Groei melkveehouderij in West-Europa risicovol
We zien in geheel West-Europa een flinke groei in de melkveehouderij. het klimaat en de bodem zijn goed en worden nog gunstiger voor het produceren van melk. Volop grasgroei en andere ruwvoeders om de kostprijs per liter melk laag te houden en veel aandacht voor voeding en fokkerij in de Benelux en omliggende landen. Maar de grond is schaars en daardoor te duur, bovendien verdienen de akkerbouwers de afgelopen jaren goed en zijn niet van plan te wijken voor de melkveehouderij. Grondgebondenheid in de zin van voldoende grote huiskavels en genoeg weidegang voor de koeien staat daardoor onder druk. Het wordt nog moeilijk genoeg om over voldoende areaal grond te beschikken om voor 80% in de eigen ruwvoederproductie te kunnen voorzien! En juist deze grondgebondenheid moeten we aan de burgers, cq. aan de consumenten kunnen uitleggen en zichtbaar maken. (Gedeeltelijke) weidegang voor koeien is natuurlijk meer zichtbaar, dan akkerbouwmatige ruwvoederwinning en de koeien jaarrond op stal. Bovendien loopt de melkveehouderij het risico van onvoldoende mestverwerking, hoge mestafzetkosten en te weinig ruwvoeder de komende jaren, in ieder geval in de Benelux.
Liever bofkoeien als imago, dan megastallen zonder grond
Het is begrijpelijk dat de zuivel en de retail er alles aan zal doen om het imago van bofkoeien overeind te houden.
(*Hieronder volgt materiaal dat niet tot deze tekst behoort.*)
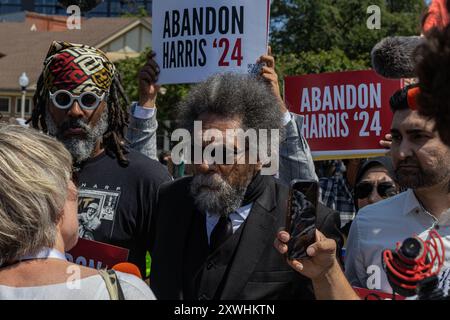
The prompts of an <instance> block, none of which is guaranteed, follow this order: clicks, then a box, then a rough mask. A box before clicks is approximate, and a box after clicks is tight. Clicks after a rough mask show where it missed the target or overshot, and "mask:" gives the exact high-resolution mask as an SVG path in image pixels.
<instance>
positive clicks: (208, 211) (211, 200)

De ervaringen met actiegroepen/NGO’s als Wakker Dier met hun “plofkippen” wil men niet bij dagverse zuivel of bij de Mona-toetjes. Melkveehouders zullen er alles aan moeten doen om burgers en daarmee consumenten te overtuigen, dat hun koeien bofkoeien zijn en blijven. Dat betekent veel aandacht voor dierenwelzijn en vruchtbaarheid, geen gebruik van antibiotica, koeien in de wei en kalveren in het stro. Geen vage discussies over duurzaamheid, maar concrete voorbeelden van open stallen, gezonde dieren en voldoende weidegang zijn nodig om de actiegroepen te overtuigen. Want de actiegroepen/NGO’s bepalen helaas voor een groot gedeelte de discussie en daarmee het imago van de veehouderij! Ook instrumenten als grasmeters, kringloopwijzer, koesignalen® en melkrobots kunnen positief ingezet worden ter overtuiging van de burgers en consumenten. Melkveehouders zijn moderne en bekwame ondernemers en dat mag ook de jeugd gerust verteld worden via YouTube filmpjes en tijdens de (Campina) Open Dagen. Boeren en boerinnen, met liefde en passie voor de bodem/grond, de koeien en de boerderij; als voedselproducent en als beheerder van het landschap.